Just one more case of blatant violation of the rights of asylumseekers by European secret services out of democratic control.
The scandal came to light, when a norwegian speaking Palestinian discovered that the "policeman" interviewing him did not understand a word of norwegian.
The Mossad was particularly interested in 19 refugees, all of them former members of the PLO who had left this organization. Two of them were offered money in exchange for working as informers. Norwegian security also sent lists containing the names of Palestinian and other Arab refugees to the Mossad which filed them in its data system. In one case Norwegian police handed over a list containing more than hundred names to Mossad - for "identity check", as an official explains. According to him, 8o of them were already filed in the israeli databank. Among those, 55 were rated by Mossad as "involved in terrorist activities" or "members of terrorist organizations". Israeli authorities rate all PLO organizations as "terrorist".

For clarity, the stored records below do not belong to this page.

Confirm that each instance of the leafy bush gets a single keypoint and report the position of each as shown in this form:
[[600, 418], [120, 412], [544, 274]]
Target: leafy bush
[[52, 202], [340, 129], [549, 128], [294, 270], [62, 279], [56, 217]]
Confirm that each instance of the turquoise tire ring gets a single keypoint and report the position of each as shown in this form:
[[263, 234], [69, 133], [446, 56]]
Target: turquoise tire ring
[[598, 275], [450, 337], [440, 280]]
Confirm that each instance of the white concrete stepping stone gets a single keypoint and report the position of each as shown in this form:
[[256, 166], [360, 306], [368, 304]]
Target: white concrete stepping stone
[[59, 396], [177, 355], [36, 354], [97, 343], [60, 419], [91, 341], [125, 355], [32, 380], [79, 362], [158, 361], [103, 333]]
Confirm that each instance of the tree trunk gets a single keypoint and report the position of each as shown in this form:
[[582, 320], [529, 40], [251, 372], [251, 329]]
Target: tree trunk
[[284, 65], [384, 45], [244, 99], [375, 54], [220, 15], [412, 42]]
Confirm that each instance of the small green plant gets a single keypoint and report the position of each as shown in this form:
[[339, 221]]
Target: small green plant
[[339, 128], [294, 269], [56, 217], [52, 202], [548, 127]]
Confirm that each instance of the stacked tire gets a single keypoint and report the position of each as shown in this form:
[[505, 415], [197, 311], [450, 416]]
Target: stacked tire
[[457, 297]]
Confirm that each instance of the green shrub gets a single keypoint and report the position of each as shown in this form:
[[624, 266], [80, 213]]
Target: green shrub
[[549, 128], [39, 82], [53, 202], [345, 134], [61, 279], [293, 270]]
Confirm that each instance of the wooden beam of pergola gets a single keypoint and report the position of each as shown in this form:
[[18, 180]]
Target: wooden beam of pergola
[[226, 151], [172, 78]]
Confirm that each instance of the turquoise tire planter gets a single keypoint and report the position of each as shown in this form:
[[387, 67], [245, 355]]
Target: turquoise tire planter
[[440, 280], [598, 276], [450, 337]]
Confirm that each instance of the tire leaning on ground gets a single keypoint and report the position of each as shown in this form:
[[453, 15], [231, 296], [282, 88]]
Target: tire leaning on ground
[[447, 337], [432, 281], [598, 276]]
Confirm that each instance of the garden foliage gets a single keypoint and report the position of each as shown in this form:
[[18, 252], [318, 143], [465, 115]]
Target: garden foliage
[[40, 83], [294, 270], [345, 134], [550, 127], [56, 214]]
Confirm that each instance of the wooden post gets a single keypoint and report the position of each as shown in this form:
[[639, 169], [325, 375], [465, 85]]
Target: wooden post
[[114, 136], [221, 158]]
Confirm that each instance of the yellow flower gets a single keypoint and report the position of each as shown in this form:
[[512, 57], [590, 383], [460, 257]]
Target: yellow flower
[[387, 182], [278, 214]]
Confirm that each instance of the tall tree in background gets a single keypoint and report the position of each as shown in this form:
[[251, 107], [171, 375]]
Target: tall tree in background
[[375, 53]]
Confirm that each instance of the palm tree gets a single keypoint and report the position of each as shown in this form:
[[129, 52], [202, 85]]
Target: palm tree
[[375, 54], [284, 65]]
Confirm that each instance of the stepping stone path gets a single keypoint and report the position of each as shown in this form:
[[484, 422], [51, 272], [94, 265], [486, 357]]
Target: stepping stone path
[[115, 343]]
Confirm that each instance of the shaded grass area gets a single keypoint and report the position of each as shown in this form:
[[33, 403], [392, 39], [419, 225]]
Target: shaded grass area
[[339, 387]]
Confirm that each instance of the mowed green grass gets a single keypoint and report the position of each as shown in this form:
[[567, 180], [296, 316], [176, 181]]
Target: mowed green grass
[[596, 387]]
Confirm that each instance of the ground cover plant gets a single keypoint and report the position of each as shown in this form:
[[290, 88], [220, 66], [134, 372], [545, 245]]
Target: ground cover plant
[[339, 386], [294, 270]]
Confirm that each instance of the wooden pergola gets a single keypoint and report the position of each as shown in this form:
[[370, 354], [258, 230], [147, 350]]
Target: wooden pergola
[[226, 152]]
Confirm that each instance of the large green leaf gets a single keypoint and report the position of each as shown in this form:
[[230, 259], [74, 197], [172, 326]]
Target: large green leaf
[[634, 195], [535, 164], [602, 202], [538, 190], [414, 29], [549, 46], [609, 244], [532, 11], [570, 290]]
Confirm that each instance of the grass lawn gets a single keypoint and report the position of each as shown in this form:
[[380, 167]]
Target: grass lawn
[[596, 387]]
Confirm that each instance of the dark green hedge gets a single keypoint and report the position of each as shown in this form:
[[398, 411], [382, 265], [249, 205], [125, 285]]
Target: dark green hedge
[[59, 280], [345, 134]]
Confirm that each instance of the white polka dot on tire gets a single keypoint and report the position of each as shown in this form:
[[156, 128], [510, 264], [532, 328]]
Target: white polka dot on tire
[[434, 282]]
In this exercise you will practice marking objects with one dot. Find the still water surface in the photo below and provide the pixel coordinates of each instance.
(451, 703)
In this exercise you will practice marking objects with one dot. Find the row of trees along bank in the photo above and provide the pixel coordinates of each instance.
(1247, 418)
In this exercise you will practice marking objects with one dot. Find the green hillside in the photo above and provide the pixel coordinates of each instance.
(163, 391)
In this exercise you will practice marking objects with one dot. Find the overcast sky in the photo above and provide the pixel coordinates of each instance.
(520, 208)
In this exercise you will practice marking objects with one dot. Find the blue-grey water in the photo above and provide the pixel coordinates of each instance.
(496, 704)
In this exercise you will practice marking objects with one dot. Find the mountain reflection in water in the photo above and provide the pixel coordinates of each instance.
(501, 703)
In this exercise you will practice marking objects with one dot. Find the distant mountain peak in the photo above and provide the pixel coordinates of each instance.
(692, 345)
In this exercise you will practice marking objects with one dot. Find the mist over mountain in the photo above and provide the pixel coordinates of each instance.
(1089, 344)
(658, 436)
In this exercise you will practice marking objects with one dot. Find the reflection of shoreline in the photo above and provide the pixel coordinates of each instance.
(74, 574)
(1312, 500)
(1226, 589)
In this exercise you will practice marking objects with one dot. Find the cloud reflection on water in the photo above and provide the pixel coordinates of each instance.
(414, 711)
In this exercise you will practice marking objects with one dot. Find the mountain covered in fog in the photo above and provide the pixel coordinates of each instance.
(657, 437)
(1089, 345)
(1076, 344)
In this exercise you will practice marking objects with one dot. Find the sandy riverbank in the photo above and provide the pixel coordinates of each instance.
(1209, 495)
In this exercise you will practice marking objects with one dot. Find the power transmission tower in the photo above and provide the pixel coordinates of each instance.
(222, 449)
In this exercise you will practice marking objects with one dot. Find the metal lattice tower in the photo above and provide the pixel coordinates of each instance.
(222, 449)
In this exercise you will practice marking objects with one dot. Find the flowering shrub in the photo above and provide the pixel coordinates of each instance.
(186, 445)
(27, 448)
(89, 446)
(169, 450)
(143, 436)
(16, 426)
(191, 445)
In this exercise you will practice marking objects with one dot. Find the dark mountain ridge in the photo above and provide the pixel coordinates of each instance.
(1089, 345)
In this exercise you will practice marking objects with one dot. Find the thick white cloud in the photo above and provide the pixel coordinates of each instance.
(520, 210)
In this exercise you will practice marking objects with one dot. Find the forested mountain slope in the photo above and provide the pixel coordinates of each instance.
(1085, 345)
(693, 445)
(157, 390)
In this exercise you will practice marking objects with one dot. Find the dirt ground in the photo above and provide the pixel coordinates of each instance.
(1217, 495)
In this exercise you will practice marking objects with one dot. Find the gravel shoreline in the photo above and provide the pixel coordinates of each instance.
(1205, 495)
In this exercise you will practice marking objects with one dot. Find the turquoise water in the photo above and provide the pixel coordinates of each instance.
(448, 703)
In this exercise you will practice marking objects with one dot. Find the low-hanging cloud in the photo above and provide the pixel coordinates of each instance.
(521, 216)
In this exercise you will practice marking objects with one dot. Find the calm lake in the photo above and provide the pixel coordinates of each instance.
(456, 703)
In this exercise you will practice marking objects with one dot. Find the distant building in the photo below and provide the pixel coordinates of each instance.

Norwegian-Israeli secret service cooperation runs within the framework of the so called "Kilowatt group". This is a loose "informal and practice oriented" network of secret services including the NATO-countries, Switzerland, Sweden, Israel and South Africa. It was created in the early seventies on Israeli initiative with the declared aim to combat terrorism.
In first statements the chief of Overvakningspolitiet Svein Urdal declared that such cooperation was "natural and justified under certain circumstances" and his predecessor asserted that "we decide, how the cooperation is carried out and how eventual hosts shall behave." Norwegian security officials also point out the "give and take" character of Kilowatt. Mossad, they say, is an invaluable source of information, but asks for services in exchange.
The Swedish journalist and secret service expert Jan Guillou asserts that Israel's influence on opinion making within the Kilowatt group is great: "Israel determines, what must be rated as dangerous." And with regard to the "give and take" game he notes: "When e.g. Israel expresses the wish that Palestinians or other Arabs be expelled from a scandinavian country, it can ask indirectly that this should happen. And it happens that it happens."
Indeed, Sweden has repeatedly expelled Palestinians regularly residing in the country without trial and on the ground of mere suspicion of S"po (security police) which never was substantiated that they posed a threat to national security.
In the meantime the Norwegian Minister of Justice Mrs. Kari Gjesteby and the head of security have publicly "regretted" that the refugees were not informed on the true nationality and function of their interviewers and the Minister of Justice noted that she should have been informed by security on this unusual practice. The state committee in charge of controling the security's activities has produced a report which sharply condemns the practice of the security police and calls for stricter guidelines, more transparency and better control.
In spite of the governments attempts to prevent this the chiefs of Overvakningspolitiet and of the "anti-terrorist" unit finally had to resign. But the government has not given in neither to the request of lawyers and refugee defense organizations to immediately grant asylum to the refugees affected by the "Israeli connection" nor to the lawyer's association's demand, that all police interviews of asylum seekers shall be inhibited, until it can be guaranteed that police does not hand over such confidential information to foreign services.
Instead, the 19 refugees concerned were granted residence permits on humantarian grounds. In the minister of justice's view the 19 are no political refugees and their having been interviewed by Mossad would not expose them to any risk in case of deportation back to their countries of origin.
One of an additional group of 9 refugees whose names had been handed over to Mossad has been denied any form of residence in Norway and is since held incommunicado, awaiting his expulsion. The incommunicado detention has no legal base and the government has refused to justify it with a hint at alleged "national security interests".
NOAS, the Norwegian organization for asylumseekers, has signified that also non Arab refugees as e.g. Kurds from Turkey now fear that they are subject to similar intelligence cooperation between Norway and their home country.
NOAS anounced legal action against Overvakningspolitiet and a complaint with the European Commission of Human Rights for violation of article 8 of the ECHR (right to respect for private life).